This site uses cookies. Continue to use the site as normal if you are happy with this, or read more about cookies and how to manage them.

×

This site uses cookies. Continue to use the site as normal if you are happy with this, or read more about cookies and how to manage them.

×

Using Amazon EC2/EBS/S3 for Automated Backups

I'll not go into a long winded argument about why you should backup your data. If you're reading this, you know it's a good idea and you like to learn how to push your data off site into the cloud for as low as $0.11 per GB per month. Note that I'm talking about the European pricing here, the US pricing is slightly cheaper.

In essence, what this blog will show you how to do is:

  1. Create an Amazon EC2 persistent volume of your desired size
  2. Start up an Amazon EC2 cloud machine
  3. Mount your persistent volume to this temporary machine
  4. rsync your data over to the machine
  5. Shutdown the machine

All of this can be done more or less with a single script that you can schedule to run at any time.
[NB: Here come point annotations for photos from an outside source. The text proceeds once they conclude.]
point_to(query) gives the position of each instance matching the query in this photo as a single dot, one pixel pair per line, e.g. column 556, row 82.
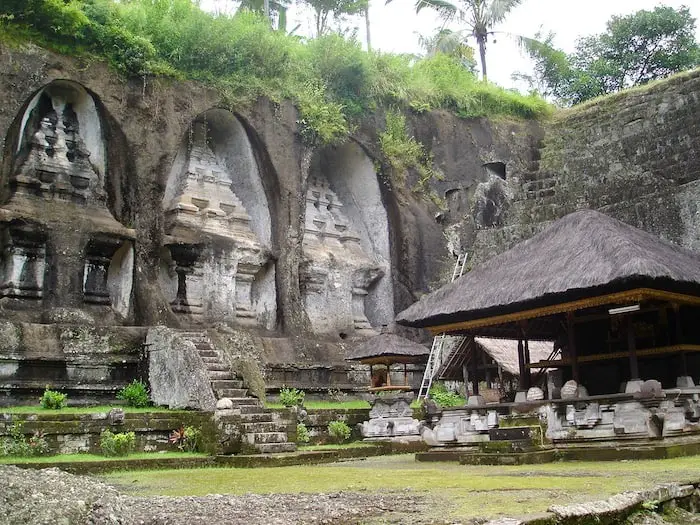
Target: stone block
column 685, row 382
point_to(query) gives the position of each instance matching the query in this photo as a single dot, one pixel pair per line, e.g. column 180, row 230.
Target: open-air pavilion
column 619, row 303
column 622, row 308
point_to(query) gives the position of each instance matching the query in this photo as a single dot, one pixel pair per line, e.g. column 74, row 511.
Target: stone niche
column 54, row 221
column 216, row 261
column 344, row 274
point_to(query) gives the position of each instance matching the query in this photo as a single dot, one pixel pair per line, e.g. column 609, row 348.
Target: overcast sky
column 395, row 27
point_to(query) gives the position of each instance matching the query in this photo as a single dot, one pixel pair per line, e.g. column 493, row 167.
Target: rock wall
column 634, row 156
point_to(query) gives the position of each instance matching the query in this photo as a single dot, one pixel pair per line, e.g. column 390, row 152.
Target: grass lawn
column 459, row 492
column 35, row 409
column 96, row 457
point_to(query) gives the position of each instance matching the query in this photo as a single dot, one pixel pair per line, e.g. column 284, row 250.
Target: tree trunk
column 481, row 40
column 369, row 40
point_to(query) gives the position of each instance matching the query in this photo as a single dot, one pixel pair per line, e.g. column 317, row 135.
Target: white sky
column 395, row 27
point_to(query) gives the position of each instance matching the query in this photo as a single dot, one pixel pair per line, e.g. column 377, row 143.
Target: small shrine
column 391, row 414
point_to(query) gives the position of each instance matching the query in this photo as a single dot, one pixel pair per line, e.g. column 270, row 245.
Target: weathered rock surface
column 176, row 372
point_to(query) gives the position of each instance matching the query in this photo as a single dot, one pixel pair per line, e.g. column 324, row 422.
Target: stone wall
column 634, row 156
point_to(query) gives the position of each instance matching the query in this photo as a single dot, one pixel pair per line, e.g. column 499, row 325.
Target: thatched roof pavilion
column 583, row 259
column 603, row 291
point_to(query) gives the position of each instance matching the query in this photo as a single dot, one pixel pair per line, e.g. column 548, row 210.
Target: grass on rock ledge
column 458, row 492
column 327, row 405
column 33, row 409
column 79, row 458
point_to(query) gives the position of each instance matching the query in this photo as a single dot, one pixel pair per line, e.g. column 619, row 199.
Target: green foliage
column 18, row 445
column 291, row 397
column 135, row 394
column 302, row 433
column 119, row 444
column 53, row 400
column 186, row 438
column 634, row 50
column 339, row 431
column 331, row 79
column 404, row 152
column 444, row 397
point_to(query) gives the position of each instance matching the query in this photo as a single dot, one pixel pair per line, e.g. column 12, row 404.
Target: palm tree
column 479, row 16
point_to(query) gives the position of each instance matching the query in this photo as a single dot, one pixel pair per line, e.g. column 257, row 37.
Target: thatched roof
column 505, row 352
column 584, row 254
column 389, row 347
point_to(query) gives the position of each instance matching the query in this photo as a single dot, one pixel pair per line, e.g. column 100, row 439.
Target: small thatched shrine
column 622, row 307
column 391, row 415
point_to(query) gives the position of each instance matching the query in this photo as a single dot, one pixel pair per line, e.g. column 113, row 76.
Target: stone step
column 256, row 417
column 232, row 392
column 220, row 375
column 275, row 448
column 245, row 401
column 217, row 366
column 222, row 384
column 253, row 409
column 264, row 426
column 266, row 437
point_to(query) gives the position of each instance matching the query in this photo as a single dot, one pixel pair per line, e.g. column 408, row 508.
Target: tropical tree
column 477, row 16
column 270, row 8
column 325, row 10
column 634, row 49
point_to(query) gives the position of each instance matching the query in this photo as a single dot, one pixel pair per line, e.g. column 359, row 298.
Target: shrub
column 339, row 431
column 186, row 438
column 135, row 394
column 443, row 397
column 120, row 444
column 302, row 433
column 53, row 400
column 18, row 445
column 291, row 397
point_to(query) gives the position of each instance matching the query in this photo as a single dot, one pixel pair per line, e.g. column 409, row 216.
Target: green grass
column 35, row 409
column 326, row 405
column 78, row 458
column 332, row 446
column 459, row 492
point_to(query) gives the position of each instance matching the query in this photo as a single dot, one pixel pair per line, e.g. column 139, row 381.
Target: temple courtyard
column 384, row 489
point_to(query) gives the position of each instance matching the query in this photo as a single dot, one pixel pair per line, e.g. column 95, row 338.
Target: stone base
column 388, row 427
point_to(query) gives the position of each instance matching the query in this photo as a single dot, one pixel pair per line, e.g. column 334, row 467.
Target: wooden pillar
column 632, row 348
column 527, row 362
column 678, row 339
column 465, row 378
column 475, row 371
column 573, row 355
column 521, row 365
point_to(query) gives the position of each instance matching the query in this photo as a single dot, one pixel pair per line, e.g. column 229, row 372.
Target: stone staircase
column 261, row 431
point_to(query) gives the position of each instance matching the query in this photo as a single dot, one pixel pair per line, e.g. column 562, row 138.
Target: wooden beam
column 630, row 296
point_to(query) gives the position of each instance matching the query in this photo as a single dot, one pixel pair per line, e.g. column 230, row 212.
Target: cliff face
column 150, row 202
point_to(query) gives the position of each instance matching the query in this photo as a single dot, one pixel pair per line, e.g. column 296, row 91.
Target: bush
column 186, row 438
column 339, row 431
column 443, row 397
column 120, row 444
column 18, row 445
column 302, row 433
column 135, row 394
column 291, row 397
column 53, row 400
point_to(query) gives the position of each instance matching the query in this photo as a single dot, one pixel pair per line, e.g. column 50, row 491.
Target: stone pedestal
column 391, row 416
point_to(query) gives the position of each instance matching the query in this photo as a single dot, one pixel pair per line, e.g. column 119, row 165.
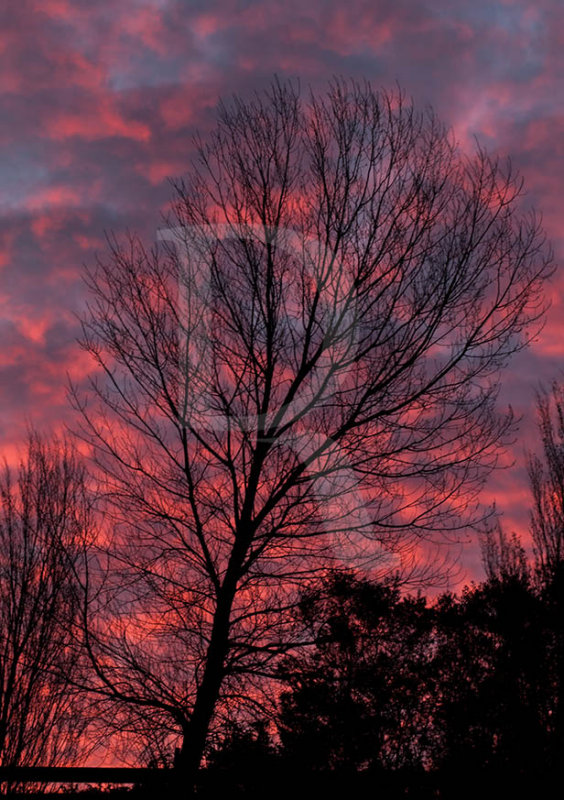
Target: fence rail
column 144, row 775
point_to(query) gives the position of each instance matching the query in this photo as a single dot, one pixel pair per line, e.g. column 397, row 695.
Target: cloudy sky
column 99, row 101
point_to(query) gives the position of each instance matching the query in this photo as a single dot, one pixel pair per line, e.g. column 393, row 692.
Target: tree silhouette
column 358, row 699
column 42, row 517
column 301, row 375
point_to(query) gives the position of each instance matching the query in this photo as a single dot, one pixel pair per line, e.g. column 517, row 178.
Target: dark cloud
column 99, row 102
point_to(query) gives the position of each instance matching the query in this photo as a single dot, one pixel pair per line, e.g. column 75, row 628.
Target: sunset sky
column 99, row 101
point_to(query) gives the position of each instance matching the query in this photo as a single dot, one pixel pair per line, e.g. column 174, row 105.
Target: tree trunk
column 196, row 731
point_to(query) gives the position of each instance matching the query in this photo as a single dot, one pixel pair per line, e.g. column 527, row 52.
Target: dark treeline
column 401, row 695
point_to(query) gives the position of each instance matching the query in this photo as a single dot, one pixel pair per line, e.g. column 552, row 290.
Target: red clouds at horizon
column 100, row 100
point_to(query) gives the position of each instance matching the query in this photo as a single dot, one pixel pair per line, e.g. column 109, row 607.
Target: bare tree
column 302, row 374
column 42, row 515
column 546, row 478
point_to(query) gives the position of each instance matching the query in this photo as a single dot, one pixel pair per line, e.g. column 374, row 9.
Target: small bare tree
column 302, row 375
column 546, row 478
column 42, row 516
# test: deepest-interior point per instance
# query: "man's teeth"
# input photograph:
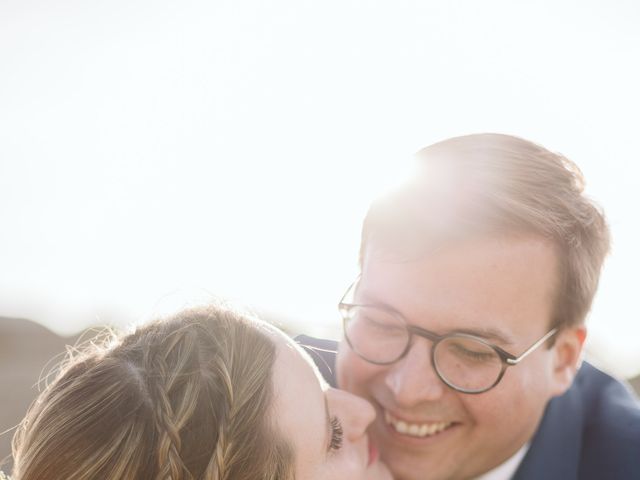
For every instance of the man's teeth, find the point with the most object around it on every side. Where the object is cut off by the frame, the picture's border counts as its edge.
(415, 429)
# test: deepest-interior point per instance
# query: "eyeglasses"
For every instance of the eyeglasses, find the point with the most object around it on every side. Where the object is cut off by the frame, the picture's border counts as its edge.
(464, 362)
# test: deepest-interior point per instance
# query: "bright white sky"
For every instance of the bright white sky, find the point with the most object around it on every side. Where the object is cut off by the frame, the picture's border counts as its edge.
(152, 149)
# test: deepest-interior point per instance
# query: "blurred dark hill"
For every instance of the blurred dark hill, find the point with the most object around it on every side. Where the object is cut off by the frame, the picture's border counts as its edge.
(27, 351)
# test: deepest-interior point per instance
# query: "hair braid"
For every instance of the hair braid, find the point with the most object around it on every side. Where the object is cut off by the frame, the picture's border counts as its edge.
(172, 412)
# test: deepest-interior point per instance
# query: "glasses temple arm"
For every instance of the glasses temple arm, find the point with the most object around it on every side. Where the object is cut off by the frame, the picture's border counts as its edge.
(515, 361)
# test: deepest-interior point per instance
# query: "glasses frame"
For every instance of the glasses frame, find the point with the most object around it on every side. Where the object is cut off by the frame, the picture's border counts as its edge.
(507, 359)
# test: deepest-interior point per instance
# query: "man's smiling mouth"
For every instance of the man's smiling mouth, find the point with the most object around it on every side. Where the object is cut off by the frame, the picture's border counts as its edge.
(411, 429)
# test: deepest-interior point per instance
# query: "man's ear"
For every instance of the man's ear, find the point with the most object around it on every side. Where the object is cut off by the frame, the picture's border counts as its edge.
(567, 355)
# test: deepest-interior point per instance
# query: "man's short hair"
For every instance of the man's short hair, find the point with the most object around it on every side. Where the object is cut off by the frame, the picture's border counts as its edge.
(497, 184)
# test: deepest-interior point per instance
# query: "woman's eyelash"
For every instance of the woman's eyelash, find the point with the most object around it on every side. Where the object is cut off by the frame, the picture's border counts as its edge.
(336, 434)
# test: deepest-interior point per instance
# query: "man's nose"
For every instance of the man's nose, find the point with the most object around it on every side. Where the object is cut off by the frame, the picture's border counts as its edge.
(412, 379)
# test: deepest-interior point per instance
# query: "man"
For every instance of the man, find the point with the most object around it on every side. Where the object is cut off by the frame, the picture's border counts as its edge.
(465, 327)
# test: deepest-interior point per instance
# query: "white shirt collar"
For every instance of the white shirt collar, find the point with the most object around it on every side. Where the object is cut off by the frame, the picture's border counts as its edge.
(508, 468)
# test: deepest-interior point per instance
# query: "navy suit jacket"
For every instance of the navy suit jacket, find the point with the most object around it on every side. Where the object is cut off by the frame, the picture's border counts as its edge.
(592, 432)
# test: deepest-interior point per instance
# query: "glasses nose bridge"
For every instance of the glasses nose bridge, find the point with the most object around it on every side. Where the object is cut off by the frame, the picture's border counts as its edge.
(421, 332)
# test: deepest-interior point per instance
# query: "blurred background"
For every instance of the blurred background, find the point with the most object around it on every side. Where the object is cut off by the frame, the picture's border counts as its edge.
(156, 152)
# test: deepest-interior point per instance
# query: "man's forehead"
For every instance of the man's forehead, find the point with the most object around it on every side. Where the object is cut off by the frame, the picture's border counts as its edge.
(473, 284)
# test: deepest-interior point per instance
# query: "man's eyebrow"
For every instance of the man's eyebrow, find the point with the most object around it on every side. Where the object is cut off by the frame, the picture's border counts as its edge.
(486, 334)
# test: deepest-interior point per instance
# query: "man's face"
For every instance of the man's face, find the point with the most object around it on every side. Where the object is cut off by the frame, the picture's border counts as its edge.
(500, 288)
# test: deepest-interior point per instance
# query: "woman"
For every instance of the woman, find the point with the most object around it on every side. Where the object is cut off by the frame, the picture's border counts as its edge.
(206, 394)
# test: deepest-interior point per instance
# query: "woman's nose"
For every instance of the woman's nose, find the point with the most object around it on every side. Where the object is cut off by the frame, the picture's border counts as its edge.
(355, 413)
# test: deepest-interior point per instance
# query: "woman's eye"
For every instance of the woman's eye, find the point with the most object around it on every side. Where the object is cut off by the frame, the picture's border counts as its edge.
(336, 434)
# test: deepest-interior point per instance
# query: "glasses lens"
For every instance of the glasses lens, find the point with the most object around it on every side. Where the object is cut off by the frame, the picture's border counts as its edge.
(375, 334)
(467, 363)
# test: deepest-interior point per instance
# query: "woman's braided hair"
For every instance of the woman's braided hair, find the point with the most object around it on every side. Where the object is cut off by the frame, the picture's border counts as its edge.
(185, 398)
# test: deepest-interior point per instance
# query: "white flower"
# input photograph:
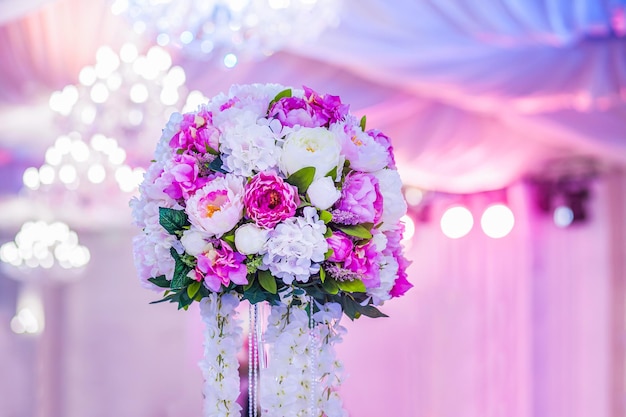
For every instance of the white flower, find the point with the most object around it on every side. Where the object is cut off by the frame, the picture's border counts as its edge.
(248, 147)
(195, 241)
(310, 147)
(296, 247)
(394, 206)
(323, 193)
(250, 238)
(220, 367)
(218, 206)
It will cost you around $0.11 per hour whilst the machine is running for your upload and then $0.11 per GB per month for storage.

So let's say you run the backup script once a day, you'll be charged the minimum of an hour of use a day. And then let's say you upload around 10GB in one month and already have stored 50GB. Your charges would be:

  • 30 hours of small EC2 instance: $3.30
  • 50GB of storage for the month: $5.50
  • 10GB uploads fo the month: $1.00
  • Total: $9.80

So for less than $10 a month you can back up and store 50 GB to a nice and safe cloud chunk of storage, not bad.

Getting started with Amazon EC2

To even attempt this solution, you'll need to sign up with Amazon EC2 and get to grips with the basics. A good starting point is the latest Amazon EC2 Getting Started Guide.

The most important part of the getting started guide that we're interested in is getting your EC2 account setup and the API tools installed.

You can get the Amazon EC2 API Tools here.

Whilst working out how Amazon EC2 works, it wouldn't hurt to have a play with their web based console which allows you to work with the various parts of EC2 in a nice web interface: Amazon EC2 Console. It is by far the easiest way to get an understanding of the service and see what is going on with your account.

The 2 bits of security information you really need to get started are:

  1. Certificate private key: pk-XXXXXXXXXXXXXXXXXXX.pem
  2. Certificate public key: cert-XXXXXXXXXXXXXXXXXXX.pem

These identify you when accessing the Amazon EC2 API. You can generate them under the "Your Account" -> "Security Credentials" section of the Amazon Web Services website.

Creating your backup volume

The backup volume is your permanent storage space where your backups will go. You can create this on the Amazon EC2 console quiet easily.

On my account I've got a 30GB volume with ID "vol-2e0aef47". One of the annoying things about EC2 is that you can't really put any metadata about volumes/snapshots/instances/etc.. so it can sometimes be hard to identify which item is which without a human understandable description so keep track of your IDs.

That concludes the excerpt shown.